Увидел Ленька издали дядю Колю Драшпуля, обогнул подальше, даже крюку по тропинке дал, чтобы лишний раз по шее не отхватить, и в барак — птицей! Замерз здорово!
Вот черт, барак весь пустой и карболкой здорово воняет.
Общая дезинфекция? А где же народ? Где дружки все?
Из-за облупленной печи-голландки человек в белом халате вывернулся. При бороде и очках… Ба! Доктор Харченко из… этих самых!
— Дядя Женя! — радостно заорал Ленька, завидя живую душу, и за белый халат ухватился с надеждой. — Вы теперь… в санчасти?
Харченко грустно усмехнулся:
— Нет… В санчасти — снова фельдшер. Селедкин из Поселка. А мне поручено новое заведение основать — слабкоманду. На базе достигнутых успехов… Вот здесь и будем воевать с пеллагрой и скорбутом, мой друг! В этом бараке!
«Мой друг!..» Ясное дело, Ленька теперь тоже… как бы сказать, свой человек доктору — по статье и сроку…

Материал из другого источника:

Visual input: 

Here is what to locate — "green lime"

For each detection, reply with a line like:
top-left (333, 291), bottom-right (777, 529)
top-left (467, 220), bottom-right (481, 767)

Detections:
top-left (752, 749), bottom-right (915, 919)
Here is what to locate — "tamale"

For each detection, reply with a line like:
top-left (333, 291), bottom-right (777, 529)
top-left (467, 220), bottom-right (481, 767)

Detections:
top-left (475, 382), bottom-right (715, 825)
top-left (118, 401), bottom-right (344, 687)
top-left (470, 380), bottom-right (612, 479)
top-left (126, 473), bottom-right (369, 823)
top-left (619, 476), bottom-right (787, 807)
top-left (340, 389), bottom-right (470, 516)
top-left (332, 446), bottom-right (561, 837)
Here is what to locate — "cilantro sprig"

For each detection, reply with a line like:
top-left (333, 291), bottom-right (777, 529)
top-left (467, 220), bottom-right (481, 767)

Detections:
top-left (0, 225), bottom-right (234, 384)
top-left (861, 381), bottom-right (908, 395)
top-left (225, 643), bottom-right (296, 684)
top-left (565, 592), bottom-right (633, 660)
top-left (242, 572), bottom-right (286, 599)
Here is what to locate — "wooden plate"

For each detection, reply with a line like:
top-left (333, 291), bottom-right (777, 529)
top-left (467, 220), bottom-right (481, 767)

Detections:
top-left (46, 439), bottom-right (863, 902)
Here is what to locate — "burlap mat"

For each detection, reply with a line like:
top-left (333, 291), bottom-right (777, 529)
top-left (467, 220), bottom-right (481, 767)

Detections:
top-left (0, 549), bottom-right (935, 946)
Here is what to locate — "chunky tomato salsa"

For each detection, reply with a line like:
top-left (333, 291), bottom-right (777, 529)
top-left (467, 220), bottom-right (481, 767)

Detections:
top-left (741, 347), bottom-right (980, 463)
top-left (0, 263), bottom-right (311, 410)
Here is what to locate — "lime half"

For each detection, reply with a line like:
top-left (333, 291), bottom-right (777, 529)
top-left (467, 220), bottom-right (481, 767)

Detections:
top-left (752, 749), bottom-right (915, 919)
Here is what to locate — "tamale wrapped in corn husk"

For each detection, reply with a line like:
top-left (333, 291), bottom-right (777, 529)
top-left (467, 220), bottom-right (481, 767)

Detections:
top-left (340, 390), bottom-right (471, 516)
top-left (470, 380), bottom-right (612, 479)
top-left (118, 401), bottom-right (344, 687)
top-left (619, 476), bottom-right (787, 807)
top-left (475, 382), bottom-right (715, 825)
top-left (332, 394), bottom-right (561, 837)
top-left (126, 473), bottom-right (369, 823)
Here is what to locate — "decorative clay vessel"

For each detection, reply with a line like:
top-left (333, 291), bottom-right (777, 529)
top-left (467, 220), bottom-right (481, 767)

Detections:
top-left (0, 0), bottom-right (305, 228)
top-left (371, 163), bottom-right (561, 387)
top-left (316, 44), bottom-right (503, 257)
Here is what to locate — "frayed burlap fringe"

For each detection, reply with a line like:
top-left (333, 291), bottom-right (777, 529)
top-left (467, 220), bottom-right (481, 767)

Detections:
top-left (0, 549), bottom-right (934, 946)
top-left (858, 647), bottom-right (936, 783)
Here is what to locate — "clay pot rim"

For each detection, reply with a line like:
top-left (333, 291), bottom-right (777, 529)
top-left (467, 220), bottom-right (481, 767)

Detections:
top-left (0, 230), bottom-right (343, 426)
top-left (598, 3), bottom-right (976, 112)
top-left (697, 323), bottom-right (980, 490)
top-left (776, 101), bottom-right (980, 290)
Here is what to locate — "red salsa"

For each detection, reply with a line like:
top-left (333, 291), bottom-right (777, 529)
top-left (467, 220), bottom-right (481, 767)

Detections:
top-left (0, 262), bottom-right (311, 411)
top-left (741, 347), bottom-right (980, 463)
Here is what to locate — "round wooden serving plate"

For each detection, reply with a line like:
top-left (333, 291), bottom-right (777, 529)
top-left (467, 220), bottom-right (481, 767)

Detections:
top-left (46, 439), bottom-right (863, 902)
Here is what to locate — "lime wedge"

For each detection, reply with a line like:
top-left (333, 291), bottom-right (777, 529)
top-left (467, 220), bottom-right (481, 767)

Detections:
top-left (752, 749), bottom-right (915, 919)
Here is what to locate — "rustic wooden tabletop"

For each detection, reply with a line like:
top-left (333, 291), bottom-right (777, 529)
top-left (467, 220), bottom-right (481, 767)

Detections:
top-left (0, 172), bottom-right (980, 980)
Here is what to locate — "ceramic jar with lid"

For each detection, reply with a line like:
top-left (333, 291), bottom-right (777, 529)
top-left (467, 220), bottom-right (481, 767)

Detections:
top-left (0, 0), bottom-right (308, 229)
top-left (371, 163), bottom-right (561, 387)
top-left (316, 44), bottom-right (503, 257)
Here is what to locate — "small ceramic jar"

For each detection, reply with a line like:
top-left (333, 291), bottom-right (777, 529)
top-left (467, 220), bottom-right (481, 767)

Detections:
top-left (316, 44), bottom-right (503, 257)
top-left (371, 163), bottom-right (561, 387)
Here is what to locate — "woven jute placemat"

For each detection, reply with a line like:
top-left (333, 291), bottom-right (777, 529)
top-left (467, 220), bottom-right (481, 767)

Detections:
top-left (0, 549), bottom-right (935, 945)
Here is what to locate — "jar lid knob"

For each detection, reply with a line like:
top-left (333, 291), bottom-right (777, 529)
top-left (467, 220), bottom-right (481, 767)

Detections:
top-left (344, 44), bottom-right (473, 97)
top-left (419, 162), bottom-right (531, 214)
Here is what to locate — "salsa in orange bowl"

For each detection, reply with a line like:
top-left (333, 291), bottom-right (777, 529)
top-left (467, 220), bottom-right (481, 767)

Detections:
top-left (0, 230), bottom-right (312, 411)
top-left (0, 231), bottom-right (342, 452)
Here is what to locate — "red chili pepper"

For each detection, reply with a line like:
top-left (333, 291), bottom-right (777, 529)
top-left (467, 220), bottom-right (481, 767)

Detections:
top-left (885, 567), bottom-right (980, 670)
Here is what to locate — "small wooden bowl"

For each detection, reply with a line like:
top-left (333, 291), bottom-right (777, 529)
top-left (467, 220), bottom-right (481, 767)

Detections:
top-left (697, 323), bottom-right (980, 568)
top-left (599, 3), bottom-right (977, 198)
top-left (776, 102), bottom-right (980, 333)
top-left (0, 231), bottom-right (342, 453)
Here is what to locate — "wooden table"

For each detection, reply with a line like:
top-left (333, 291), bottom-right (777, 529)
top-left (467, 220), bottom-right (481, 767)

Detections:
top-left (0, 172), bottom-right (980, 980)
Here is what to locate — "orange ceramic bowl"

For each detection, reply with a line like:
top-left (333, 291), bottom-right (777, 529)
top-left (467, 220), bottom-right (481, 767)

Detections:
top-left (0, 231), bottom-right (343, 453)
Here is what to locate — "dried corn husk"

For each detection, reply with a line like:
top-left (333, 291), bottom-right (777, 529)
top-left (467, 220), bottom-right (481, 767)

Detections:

— Сколько они тебе влепили? — как-то скучно поинтересовался Харченко.
— Катушку, — с непонятной для себя и вовсе уж необъяснимой гордостью сказал Ленька и протянул доктору измятую в кармане папиросную бумажку — приговор. Доктор поправил очки, долго разбирал смазанные копиркой строчки, прилипшие одна к другой.
— Видишь, и выводы для себя, так сказать, сделали, — хмуро сказал доктор. — Частное определение суд вынес. Относительно, так сказать, первопричины твоего преступления… — И прочел внятно, почти по складам: — «Обратить внимание на недостаточно высокой уровень санитарного обслуживания заключенных лагерного пункта № 35. Понял? Недостаточно высокий уровень. И только. — Отвернулся и добавил полушепотом: — Мерзавцы.
Ленька с любопытством в бумажку заглянул, будто увидел ее в первый раз.
— Название у лагеря какое-то другое. Сменили, что ль?
— Э-э, мой друг, ты здорово отстал! — вздохнул доктор. — Из одного — три лагеря развернули, ввиду значительного пополнения с того света.
Нечего больше делать. Надо определяться. Ленька бумажку в карман сунул, барак пустой обзырил:
— А где же все наши? Народ?
— Валяй в одиннадцатый! Там большинство наших…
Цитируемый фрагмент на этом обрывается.